State Board for Community and Technical Colleges — $180,000
The State Board for Community and Technical Colleges (SBCTC) will use grant funding to support the formation of a CTC-Tribal Advisory Board to strengthen relationships between tribal communities and the community and technical college system in Washington state. The advisory board will consist of tribal, CTC, and community representatives including tribal elders and linguists. The work of forming the CTC-Tribal Advisory Board includes identification and recruitment of members, writing bylaws, defining roles and responsibilities, and development of a strategic plan for the ongoing work of the Board. The strategic plan will include CTC system-wide professional development and training, tribal consultation, expanded American Indian/Indigenous Studies programs, expanded career and technical education and workforce programs focused on the needs of tribes, and improved student services.
University of Washington, Center for Educational Leadership— $180,000
The Center for Educational Leadership (CEL) will develop professional learning resources that support school and central office leaders to center student experiences by using qualitative data to lead for equitable student experiences and outcomes. CEL strives to disrupt inequities in education by putting the experiences of marginalized students at the center of teacher and leader professional learning. Work will include: 1) developing protocols for school culture walk-throughs to help school leaders better understand the experiences of students furthest from justice; 2) developing protocols for student focus groups that help leaders better understand them; 3) developing a tool to help school leaders use qualitative data to make sense of student stories and translate them into action steps; 4) revising an inquiry cycle that incorporates student qualitative data into other data schools leaders are using; 5) developing a tool for helping central offices identify student-centered problems of practice.

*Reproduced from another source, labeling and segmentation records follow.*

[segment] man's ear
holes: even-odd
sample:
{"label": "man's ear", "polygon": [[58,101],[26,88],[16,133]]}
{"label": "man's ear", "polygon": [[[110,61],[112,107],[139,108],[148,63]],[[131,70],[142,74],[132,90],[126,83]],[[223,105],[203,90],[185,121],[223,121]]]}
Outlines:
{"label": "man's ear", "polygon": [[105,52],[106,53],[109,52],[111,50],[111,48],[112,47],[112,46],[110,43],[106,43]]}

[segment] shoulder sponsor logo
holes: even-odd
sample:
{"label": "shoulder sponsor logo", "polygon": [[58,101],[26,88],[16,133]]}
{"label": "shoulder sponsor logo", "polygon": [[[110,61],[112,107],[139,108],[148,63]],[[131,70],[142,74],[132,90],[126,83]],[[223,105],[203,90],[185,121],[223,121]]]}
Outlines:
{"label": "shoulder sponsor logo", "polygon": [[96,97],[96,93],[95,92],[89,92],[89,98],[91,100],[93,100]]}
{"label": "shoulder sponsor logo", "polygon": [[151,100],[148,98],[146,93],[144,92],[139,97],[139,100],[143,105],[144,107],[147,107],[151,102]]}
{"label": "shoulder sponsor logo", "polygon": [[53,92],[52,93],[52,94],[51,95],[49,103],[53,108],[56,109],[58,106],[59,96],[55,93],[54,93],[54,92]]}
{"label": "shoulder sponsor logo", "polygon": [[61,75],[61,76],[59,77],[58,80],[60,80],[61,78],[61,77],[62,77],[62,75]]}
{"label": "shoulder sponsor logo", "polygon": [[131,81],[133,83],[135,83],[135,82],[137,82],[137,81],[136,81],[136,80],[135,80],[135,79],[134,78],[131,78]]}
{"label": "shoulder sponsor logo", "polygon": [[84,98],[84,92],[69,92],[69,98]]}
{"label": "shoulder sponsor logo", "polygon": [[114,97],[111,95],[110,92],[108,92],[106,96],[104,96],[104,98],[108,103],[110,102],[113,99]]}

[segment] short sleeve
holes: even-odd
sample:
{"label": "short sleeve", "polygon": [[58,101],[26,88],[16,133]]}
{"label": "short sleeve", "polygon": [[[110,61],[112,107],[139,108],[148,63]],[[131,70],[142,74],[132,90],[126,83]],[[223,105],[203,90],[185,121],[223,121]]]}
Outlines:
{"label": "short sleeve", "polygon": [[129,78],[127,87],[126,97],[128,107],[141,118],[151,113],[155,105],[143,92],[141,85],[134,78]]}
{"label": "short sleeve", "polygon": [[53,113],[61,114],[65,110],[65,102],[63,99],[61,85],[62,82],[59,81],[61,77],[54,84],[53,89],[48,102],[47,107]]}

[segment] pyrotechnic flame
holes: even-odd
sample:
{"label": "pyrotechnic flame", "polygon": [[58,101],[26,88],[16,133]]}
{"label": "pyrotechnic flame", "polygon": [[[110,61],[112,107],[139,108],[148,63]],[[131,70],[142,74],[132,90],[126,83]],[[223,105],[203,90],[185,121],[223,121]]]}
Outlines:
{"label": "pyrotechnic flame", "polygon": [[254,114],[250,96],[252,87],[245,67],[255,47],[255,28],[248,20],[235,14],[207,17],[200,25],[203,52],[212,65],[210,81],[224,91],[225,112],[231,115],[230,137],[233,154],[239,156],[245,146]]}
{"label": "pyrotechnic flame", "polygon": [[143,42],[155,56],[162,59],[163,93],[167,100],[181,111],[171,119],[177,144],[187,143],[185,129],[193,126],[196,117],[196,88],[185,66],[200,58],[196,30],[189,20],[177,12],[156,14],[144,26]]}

Yakima School District— $180,000
The Yakima School District plans to launch and support a new program called the Superintendent Student Advisory Council Fellowship (SSAC). The purpose of the fellowship is to reimagine the district’s thinking about student voice to make it more engaging, authentic, and transformative. SSAC students will engage with district departments and leaders on making change in their district. Students will meet with the Superintendent monthly to vision set, brainstorm, and build relationships. They will choose a district partner to engage with in developing an action project, connect with students who have similar interests to implement their projects in groups, and have ongoing meeting with their district partner to receive information, develop skills, and get support in executing their plans.